Ao compulsar os autos, a análise do conjunto probatório revela que houve negócio jurídico válido de compra e venda realizado no ano de 2015, período anterior à baixa da empresa (07/05/2024), somado à quitação integral do financiamento e à tradição do bem.
Restou comprovado o direito autoral ao fato de que a posse e a propriedade já foram reconhecidas judicialmente em sede de Embargos de Terceiro (autos n. 0006690-76.2023.8.27.2729).
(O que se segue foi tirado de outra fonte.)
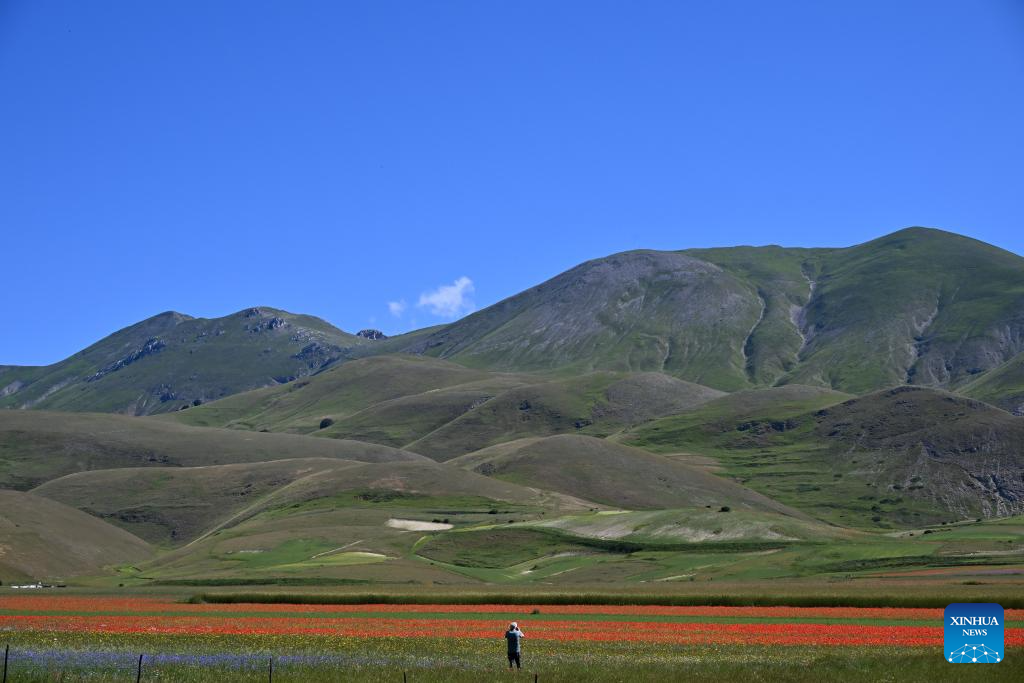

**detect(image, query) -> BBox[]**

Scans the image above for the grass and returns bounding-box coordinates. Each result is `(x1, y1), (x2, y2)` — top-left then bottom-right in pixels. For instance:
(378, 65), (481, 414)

Desta forma, considerando a comprovação da aquisição, a boa-fé do adquirente e a impossibilidade fática de obtenção da assinatura da vendedora extinta, o acolhimento do pedido é medida que se impõe para garantir o direito de propriedade do autor.
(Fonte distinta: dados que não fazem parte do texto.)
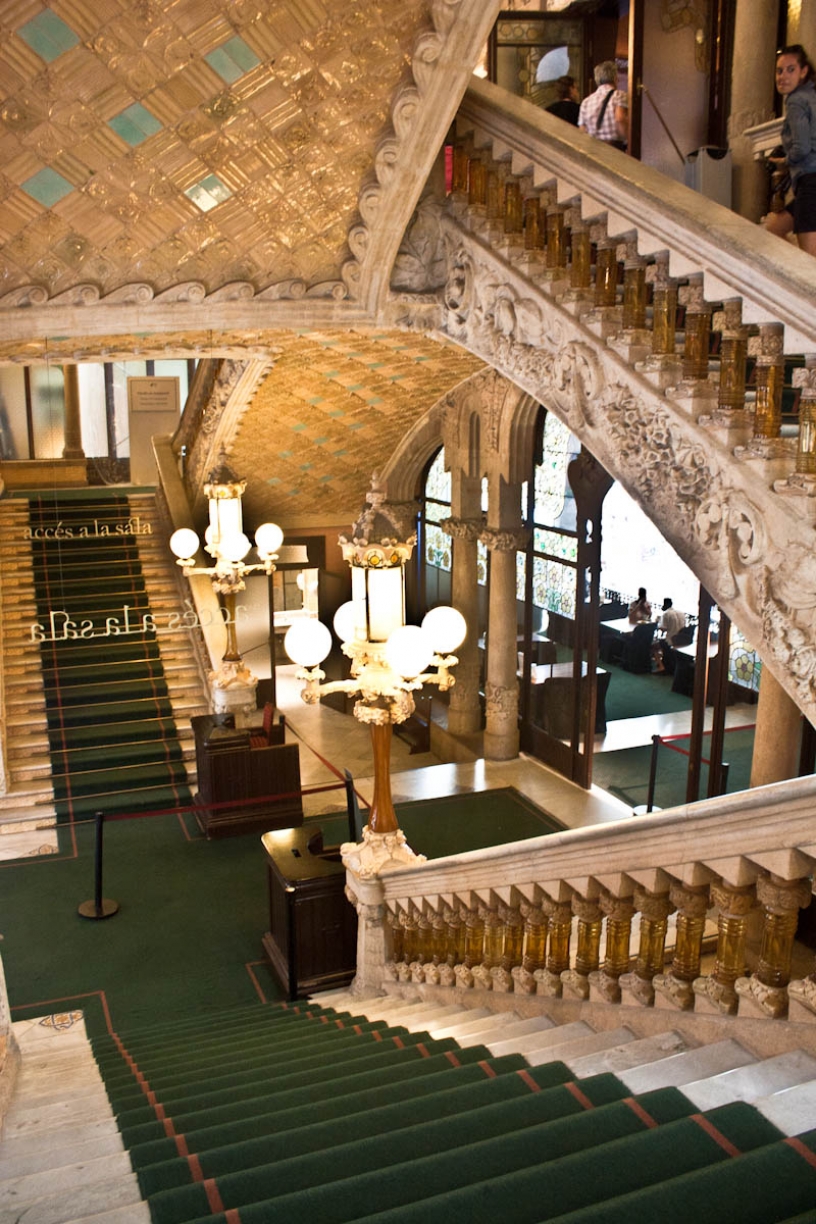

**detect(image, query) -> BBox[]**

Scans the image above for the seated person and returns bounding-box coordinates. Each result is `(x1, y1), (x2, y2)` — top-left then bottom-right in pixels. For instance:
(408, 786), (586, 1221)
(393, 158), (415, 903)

Em caso envolvendo pretensão de transferência de veículo, quando inapta a empresa individual, o Tribunal de Justiça do Estado de São Paulo decidiu pelo acolhimento do pedido. Confira-se:
APELAÇÃO – MANDADO DE SEGURANÇA – TRANSFERÊNCIA DE VEÍCULO – BLOQUEIO – INAPTIDÃO DA EMPRESA VENDEDORA – Denegação, em primeira instância, da ordem pretendida pelo Apelante com o fito de determinar a transferência do veículo especificado nos autos para seu nome – Insurgência – Cabimento – Inaptidão da empresa vendedora decretada após a alienação do automóvel – Negócio jurídico concretizado com a tradição do bem – Transferência da titularidade do automóvel perante o órgão de trânsito competente consubstancia mera providência de cunho administrativo – Art. 46, II, da Instrução Normativa nº 1.863/18 não impede o pleito do Apelante – Transferência de propriedade de veículo pelo empresário individual – Possibilidade – Patrimônios da empresa individual e do empresário individual, pessoa física titular, que se confundem – Precedentes – Sentença reformada – Recurso provido. (TJ-SP - AC: 10048980320198260510 SP 1004898-03.2019.8.26.0510, Relator.: Rubens Rihl, Data de Julgamento: 07/07/2020, 1ª Câmara de Direito Público, Data de Publicação: 07/07/2020)
Com efeito, consoante procedimento de jurisdição voluntária, o acolhimento do pedido é medida que se impõe.
III - dispositivo
Ante o exposto, JULGO PROCEDENTE o pedido inicial para o efeito de autorizar MARCELO ORIONE TOLENTINO LIMA, a proceder à transferência para o seu nome o veículo FIAT Siena Attractiv 1.4, ano 2013, placa OLN0426, chassi 9BD197132E3132489, podendo para tanto assinar os documentos pertinentes ao ato na repartição competente, ficando desde logo responsável pelo pagamento de eventuais tributos e despesas relativas ao veículo.
Resolvo o mérito dos pedidos nos termos do art. 487, I do Código de Processo Civil.
A diligência de encaminhamento da presente sentença à instituição competente é ônus da parte autora.
Sem honorários.
Custas pela parte autora. Suspensa a exigibilidade em razão da gratuidade da justiça concedida no evento 24.
Sobrevindo o trânsito em julgado, baixem-se eletronicamente os autos, com as cautelas de praxe.
Intimem-se. Cumpra-se. Ciência ao Ministério Público Estadual.
Palmas-TO, data certificada no sistema.